La evolución de las vertientes ha sido objeto de discusión durante más de cien años. William Morris Davis, el geógrafo estadounidense que desarrolló por vez primera la geomorfología como disciplina independiente, propuso en 1889 el primer modelo de evolución de las vertientes, como parte de su ‘ciclo geográfico’ o ‘ciclo erosivo’. Las vertientes se generan por el inicial encajonamiento fluvial, tras bruscos levantamientos tectónicos, y su morfología refleja la naturaleza del afloramiento rocoso. Con el paso del tiempo las vertientes se recubren, desde su cima hasta la base, con una capa de material producto de la meteorización que suaviza el inicial aspecto áspero. Davis la denominó “manto gradual de residuos”. Al principio, este material es basto, pero con el tiempo se hace más fino a medida que el gradiente de la vertiente disminuye. La vertiente final es una llanura extremadamente llana, conocida como penillanura. La teoría de Davis sobre la evolución de las vertientes, denominada, por lo general, como declinación de las vertientes, es difícil de demostrar o rebatirla, puesto que implica una escala temporal de millones de años. No obstante, se considera que es aplicable a los paisajes húmedos con cubierta edafológica, pero no así en las zonas dominadas por los afloramientos rocosos, con escaso suelo y cubierta vegetal, como son las zonas semiáridas de Australia, del sur de África y del suroeste de los Estados Unidos.

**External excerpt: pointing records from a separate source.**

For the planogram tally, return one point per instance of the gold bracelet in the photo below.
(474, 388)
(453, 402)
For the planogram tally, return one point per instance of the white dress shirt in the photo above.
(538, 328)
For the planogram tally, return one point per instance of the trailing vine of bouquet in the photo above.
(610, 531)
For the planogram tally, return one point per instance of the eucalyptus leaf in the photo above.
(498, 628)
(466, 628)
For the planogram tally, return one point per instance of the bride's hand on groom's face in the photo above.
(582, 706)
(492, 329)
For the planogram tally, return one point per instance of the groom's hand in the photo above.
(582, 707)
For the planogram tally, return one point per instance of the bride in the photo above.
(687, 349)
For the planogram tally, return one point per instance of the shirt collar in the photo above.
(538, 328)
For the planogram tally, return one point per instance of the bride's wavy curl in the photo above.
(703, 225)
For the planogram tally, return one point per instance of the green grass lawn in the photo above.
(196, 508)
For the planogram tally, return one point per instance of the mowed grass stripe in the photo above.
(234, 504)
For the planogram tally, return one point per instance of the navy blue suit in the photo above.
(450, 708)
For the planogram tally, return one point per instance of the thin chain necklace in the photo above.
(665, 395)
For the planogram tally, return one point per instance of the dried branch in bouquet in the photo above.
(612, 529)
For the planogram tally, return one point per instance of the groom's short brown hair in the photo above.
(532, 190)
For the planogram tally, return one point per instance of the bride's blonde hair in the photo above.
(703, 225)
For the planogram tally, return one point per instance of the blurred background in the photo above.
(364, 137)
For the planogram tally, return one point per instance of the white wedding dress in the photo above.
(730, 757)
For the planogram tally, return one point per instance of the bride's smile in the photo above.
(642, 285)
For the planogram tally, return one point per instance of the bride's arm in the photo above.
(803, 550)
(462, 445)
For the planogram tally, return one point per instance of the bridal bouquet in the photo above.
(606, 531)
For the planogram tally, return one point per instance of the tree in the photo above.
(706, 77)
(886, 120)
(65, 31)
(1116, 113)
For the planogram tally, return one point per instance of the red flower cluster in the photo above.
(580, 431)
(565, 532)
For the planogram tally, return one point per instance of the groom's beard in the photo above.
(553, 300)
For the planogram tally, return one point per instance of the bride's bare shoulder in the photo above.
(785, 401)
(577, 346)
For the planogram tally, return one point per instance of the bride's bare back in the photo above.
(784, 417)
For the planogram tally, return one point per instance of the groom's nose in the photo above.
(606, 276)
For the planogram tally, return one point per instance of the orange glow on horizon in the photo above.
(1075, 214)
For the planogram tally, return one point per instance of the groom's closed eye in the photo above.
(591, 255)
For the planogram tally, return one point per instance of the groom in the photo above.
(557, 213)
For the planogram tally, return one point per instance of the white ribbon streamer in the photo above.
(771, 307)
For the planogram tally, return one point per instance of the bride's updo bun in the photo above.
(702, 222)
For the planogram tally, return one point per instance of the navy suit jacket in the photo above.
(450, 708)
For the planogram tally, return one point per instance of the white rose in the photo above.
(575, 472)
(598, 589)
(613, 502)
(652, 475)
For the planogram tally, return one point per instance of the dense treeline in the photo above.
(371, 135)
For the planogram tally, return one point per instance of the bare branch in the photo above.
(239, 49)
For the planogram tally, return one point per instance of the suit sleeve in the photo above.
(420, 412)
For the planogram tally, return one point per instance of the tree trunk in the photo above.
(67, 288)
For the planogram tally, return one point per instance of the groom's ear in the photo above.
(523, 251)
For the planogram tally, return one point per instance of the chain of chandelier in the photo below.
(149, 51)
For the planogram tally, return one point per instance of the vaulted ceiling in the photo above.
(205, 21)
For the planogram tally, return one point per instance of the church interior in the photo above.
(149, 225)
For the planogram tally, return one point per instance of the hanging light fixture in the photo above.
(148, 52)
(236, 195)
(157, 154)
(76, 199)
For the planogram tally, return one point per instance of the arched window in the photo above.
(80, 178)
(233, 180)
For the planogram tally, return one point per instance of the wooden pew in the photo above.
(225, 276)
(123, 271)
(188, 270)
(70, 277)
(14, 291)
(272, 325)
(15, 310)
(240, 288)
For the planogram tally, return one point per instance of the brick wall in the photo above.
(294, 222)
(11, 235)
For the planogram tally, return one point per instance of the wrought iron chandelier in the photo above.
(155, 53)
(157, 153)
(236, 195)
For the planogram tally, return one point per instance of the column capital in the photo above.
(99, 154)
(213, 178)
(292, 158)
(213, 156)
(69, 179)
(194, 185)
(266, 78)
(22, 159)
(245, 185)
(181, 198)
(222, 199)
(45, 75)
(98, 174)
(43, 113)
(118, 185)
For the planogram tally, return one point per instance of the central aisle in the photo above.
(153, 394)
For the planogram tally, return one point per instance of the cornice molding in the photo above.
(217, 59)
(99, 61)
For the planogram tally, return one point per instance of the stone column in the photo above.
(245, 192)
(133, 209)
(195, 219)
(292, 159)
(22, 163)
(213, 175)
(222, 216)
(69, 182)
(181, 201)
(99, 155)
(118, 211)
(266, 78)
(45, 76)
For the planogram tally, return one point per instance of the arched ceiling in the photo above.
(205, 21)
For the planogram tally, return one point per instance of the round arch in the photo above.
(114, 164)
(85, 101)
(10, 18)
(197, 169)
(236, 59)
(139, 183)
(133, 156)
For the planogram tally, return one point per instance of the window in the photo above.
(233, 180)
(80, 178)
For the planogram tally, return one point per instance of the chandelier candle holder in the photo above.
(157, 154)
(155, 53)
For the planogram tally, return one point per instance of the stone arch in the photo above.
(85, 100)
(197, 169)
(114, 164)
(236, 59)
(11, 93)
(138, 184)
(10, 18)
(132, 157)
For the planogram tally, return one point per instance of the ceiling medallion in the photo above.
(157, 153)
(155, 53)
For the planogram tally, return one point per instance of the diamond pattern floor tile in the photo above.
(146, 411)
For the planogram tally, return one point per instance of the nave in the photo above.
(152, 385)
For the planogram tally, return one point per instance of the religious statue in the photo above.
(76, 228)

Se han sugerido dos teorías para remediar este problema. Son conocidas como ‘sustitución de vertientes’ y ‘retirada de vertientes paralelas’. La primera, formulada por el geólogo alemán Walther Penck en la década de 1920, parte de una vertiente inicial, que retrocede como resultado de una meteorización uniforme, tras lo cual es sustituida desde abajo por otra vertiente más suave. La razón de esto se debe a que el material meteorizado se deposita en la base de la vertiente en retroceso, protegiendo a ésta de futuros procesos de meteorización. La vertiente superior, expuesta a los meteoros, continúa desgastándose, en paralelo a la vertiente inicial, con lo que produce nuevos materiales meteorizados, que a su vez ocultan, cada vez más, a la vertiente inferior. Esta vertiente más suave será, de nuevo, reemplazada por otra aún más suave y, de este modo, la primera vertiente escarpada es sustituida por otra de perfil cóncavo.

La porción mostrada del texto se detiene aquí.